Which one is the best database?
Genetic testing remains the most complex and difficult among all laboratory tests, both from the technical and the medical point of view. Since an excellent bioinformatic pipeline is fundamental to produce good data for the geneticist and because several bioinformatic tools are available today, it is necessary to choose well when establishing standard operating protocols for variant filtering and annotation. During the bioinformatic and clinical processing that results in the final medical assessment, variants must be checked at least for a couple of aspects: (1) if and how they are annotated in major databases and (2) if and how they can be predicted to be pathogenic (in silico analysis).
Interrogating the databases
We’ll focus here on the first step. Several databases store and list variants which have been previously reported in the literature. Some are open-source (e.g. ClinVar, sbSNP, dbVar, DECIPHER, ExAC and several locus-specific databases like for instance LOVD, Cystic Fibrosis Mutation Database, CFTR2 database, RettBASE, etc) whereas some other are licensed (one for all: HGMD Professional).
HGMD Professional is traditionally rated as an excellent tool by the scientific community. Part of the HGMD content may be available for free, although it’s not possible to read the variant without having at least an academic license. The content of HGMD is manually edited and variants are classified as disease-causing or possibly disease-causing (for Mendelian conditions) or as disease-associated (for multifactorial diseases). HGMD entries are classified based on peer-reviewed publications from PubMed. Writing a medical report on such literature-based may feel particularly reassuring, but it’s known that, despite an overall high level of quality, even HGMD is not free from mistakes or inaccuracies. HGMD contains both small mutations (SNPs and small insertions/deletions) and large mutations like large deletions and duplications or fusion genes (although these latter mutations may be difficult to look at when analysing a contigous gene syndrome patient, since HGMD entries are typically listed “per gene” and not per chromosomal position).

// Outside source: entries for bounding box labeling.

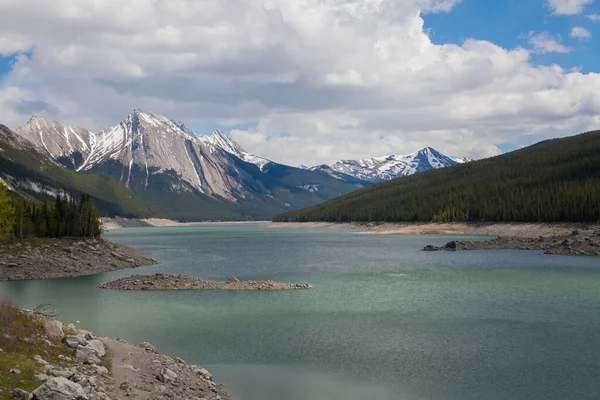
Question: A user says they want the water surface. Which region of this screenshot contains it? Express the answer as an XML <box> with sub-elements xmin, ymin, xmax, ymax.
<box><xmin>0</xmin><ymin>225</ymin><xmax>600</xmax><ymax>400</ymax></box>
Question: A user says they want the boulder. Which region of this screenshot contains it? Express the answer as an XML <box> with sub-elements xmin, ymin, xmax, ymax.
<box><xmin>33</xmin><ymin>355</ymin><xmax>50</xmax><ymax>365</ymax></box>
<box><xmin>31</xmin><ymin>374</ymin><xmax>48</xmax><ymax>382</ymax></box>
<box><xmin>87</xmin><ymin>339</ymin><xmax>106</xmax><ymax>357</ymax></box>
<box><xmin>64</xmin><ymin>335</ymin><xmax>87</xmax><ymax>349</ymax></box>
<box><xmin>140</xmin><ymin>342</ymin><xmax>158</xmax><ymax>354</ymax></box>
<box><xmin>444</xmin><ymin>241</ymin><xmax>457</xmax><ymax>250</ymax></box>
<box><xmin>75</xmin><ymin>346</ymin><xmax>102</xmax><ymax>364</ymax></box>
<box><xmin>33</xmin><ymin>378</ymin><xmax>88</xmax><ymax>400</ymax></box>
<box><xmin>156</xmin><ymin>368</ymin><xmax>179</xmax><ymax>383</ymax></box>
<box><xmin>10</xmin><ymin>389</ymin><xmax>31</xmax><ymax>400</ymax></box>
<box><xmin>48</xmin><ymin>369</ymin><xmax>75</xmax><ymax>379</ymax></box>
<box><xmin>190</xmin><ymin>365</ymin><xmax>212</xmax><ymax>381</ymax></box>
<box><xmin>44</xmin><ymin>318</ymin><xmax>65</xmax><ymax>339</ymax></box>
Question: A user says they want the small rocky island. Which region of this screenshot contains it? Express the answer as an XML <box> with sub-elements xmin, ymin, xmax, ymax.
<box><xmin>423</xmin><ymin>230</ymin><xmax>600</xmax><ymax>256</ymax></box>
<box><xmin>100</xmin><ymin>274</ymin><xmax>312</xmax><ymax>291</ymax></box>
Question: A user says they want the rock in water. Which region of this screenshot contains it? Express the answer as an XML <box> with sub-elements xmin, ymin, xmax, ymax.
<box><xmin>10</xmin><ymin>389</ymin><xmax>29</xmax><ymax>400</ymax></box>
<box><xmin>75</xmin><ymin>346</ymin><xmax>102</xmax><ymax>364</ymax></box>
<box><xmin>87</xmin><ymin>340</ymin><xmax>106</xmax><ymax>357</ymax></box>
<box><xmin>64</xmin><ymin>336</ymin><xmax>87</xmax><ymax>349</ymax></box>
<box><xmin>33</xmin><ymin>378</ymin><xmax>88</xmax><ymax>400</ymax></box>
<box><xmin>44</xmin><ymin>318</ymin><xmax>65</xmax><ymax>338</ymax></box>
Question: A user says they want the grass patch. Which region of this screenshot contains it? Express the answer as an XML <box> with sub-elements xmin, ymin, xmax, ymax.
<box><xmin>0</xmin><ymin>301</ymin><xmax>75</xmax><ymax>400</ymax></box>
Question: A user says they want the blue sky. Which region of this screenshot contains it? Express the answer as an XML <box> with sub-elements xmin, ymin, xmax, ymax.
<box><xmin>424</xmin><ymin>0</ymin><xmax>600</xmax><ymax>72</ymax></box>
<box><xmin>0</xmin><ymin>0</ymin><xmax>600</xmax><ymax>165</ymax></box>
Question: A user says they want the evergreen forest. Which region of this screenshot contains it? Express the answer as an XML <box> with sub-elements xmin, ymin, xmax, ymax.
<box><xmin>0</xmin><ymin>182</ymin><xmax>101</xmax><ymax>239</ymax></box>
<box><xmin>273</xmin><ymin>131</ymin><xmax>600</xmax><ymax>222</ymax></box>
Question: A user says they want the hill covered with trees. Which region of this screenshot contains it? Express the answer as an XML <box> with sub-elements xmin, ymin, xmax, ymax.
<box><xmin>0</xmin><ymin>182</ymin><xmax>102</xmax><ymax>239</ymax></box>
<box><xmin>273</xmin><ymin>131</ymin><xmax>600</xmax><ymax>222</ymax></box>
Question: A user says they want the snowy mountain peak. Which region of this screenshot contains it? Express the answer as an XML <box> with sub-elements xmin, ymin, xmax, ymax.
<box><xmin>318</xmin><ymin>147</ymin><xmax>468</xmax><ymax>182</ymax></box>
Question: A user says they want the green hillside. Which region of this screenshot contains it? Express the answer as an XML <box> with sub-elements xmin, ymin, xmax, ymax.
<box><xmin>0</xmin><ymin>124</ymin><xmax>151</xmax><ymax>217</ymax></box>
<box><xmin>274</xmin><ymin>131</ymin><xmax>600</xmax><ymax>222</ymax></box>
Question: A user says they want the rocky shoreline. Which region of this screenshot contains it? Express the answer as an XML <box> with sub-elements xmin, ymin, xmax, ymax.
<box><xmin>0</xmin><ymin>238</ymin><xmax>157</xmax><ymax>281</ymax></box>
<box><xmin>423</xmin><ymin>229</ymin><xmax>600</xmax><ymax>256</ymax></box>
<box><xmin>0</xmin><ymin>304</ymin><xmax>230</xmax><ymax>400</ymax></box>
<box><xmin>100</xmin><ymin>274</ymin><xmax>312</xmax><ymax>291</ymax></box>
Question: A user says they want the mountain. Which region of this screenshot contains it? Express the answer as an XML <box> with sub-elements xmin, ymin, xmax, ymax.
<box><xmin>274</xmin><ymin>131</ymin><xmax>600</xmax><ymax>222</ymax></box>
<box><xmin>311</xmin><ymin>147</ymin><xmax>470</xmax><ymax>183</ymax></box>
<box><xmin>0</xmin><ymin>124</ymin><xmax>151</xmax><ymax>217</ymax></box>
<box><xmin>16</xmin><ymin>110</ymin><xmax>368</xmax><ymax>219</ymax></box>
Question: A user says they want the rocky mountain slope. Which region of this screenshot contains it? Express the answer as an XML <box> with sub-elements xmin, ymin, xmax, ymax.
<box><xmin>275</xmin><ymin>131</ymin><xmax>600</xmax><ymax>222</ymax></box>
<box><xmin>0</xmin><ymin>124</ymin><xmax>151</xmax><ymax>217</ymax></box>
<box><xmin>9</xmin><ymin>110</ymin><xmax>368</xmax><ymax>220</ymax></box>
<box><xmin>311</xmin><ymin>147</ymin><xmax>471</xmax><ymax>183</ymax></box>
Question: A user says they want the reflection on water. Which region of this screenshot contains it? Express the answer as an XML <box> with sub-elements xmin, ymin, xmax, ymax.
<box><xmin>0</xmin><ymin>226</ymin><xmax>600</xmax><ymax>400</ymax></box>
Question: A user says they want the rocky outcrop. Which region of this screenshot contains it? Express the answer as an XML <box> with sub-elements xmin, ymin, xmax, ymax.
<box><xmin>10</xmin><ymin>320</ymin><xmax>230</xmax><ymax>400</ymax></box>
<box><xmin>423</xmin><ymin>229</ymin><xmax>600</xmax><ymax>256</ymax></box>
<box><xmin>0</xmin><ymin>239</ymin><xmax>157</xmax><ymax>281</ymax></box>
<box><xmin>100</xmin><ymin>274</ymin><xmax>312</xmax><ymax>291</ymax></box>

Another flagship publication about ClinVar has just been released to instruct the reader about its features and use. ClinVar is seeded with records based on allelic variants described in OMIM, Generviews, dbSNP, Uniprot and locus specific databases and with variants submitted by a small group of clinical laboratories and some research groups. It is very interesting to highlight that the ClinVar staff does not actually arbitrate on the significance of the variants, if conflicting interpretations have been submitted by different authors. Any variant/disease association is simply assigned a unique number prefixed with SCV. So it happens that for one single variant there may be different SCVs. Variants in ClinVar may be of any length or type, ranging from single nucleotide substitutions and small insertions/deletions to copy number changes and cytogenetic rearrangements. SNPs and other short variants (<50 bp) that are submitted to ClinVar are also submitted to dbSNP on behalf of the submitter. Variants larger than 50 bp that are submitted to ClinVar are also submitted to dbVar on behalf of the submitter. ClinVar is restricted to variants that have been interpreted for clinical or functional significance; it is not restricted by size or type of variant. For example, if you search ClinVar for ZEB2 and look at the Variant length filter on the left, there are variants <51bp, greater than 5Mb, and all ranges in between. Thanks to the Mutation Viewer it is possible to see large mutations represented on the chromosome, so that also contiguous gene syndromes may be seen.
ClinVar or HGMD?
Multiple options are better than just one. Although giving priorities to the signals coming from one single source may be convenient in the initial phase, having at disposal more than one tool to make confrontations is definitively recommended (and is also the basis of any bioinformatic pipeline: let’s just think about in silico predictions for missense mutations, which are generally done by utilizing two or more software like Mutation Taster, Polyhen2, PROVEAN, or at tools like Alamut – licensed – which integrates the scores of five different programs just for splice mutations). Comparing how a certain variant is classified in different databases may be decisive in assigning the definitive significance with confidence. Although HGMD has been traditionally very well deemed, it is an evidence that also public databases are becoming more and more reliable. Datasets like ClinVar are now largely powered and strengthened by the fact that peer-reviewed journals now require authors to submit any newly identified mutation in public repositories such as GenBank, Genomes (WGS), Complete Genomes, Transcriptome Shotgun Assembly (TSA), Short Read Archive (SRA), Gene Expression Omnibus (GEO), BioProject, BioSample, and dbSNP. In such a context, ClinVar may be even more appealing than other databases because all variants submitted to ClinVar are automatically entered by the ClinVar staff also in dbSNP and dbVar. This fact may encourage several submitters to send even more variants to ClinVar, where the amount of data will increase, hopefully reducing the conflicting data.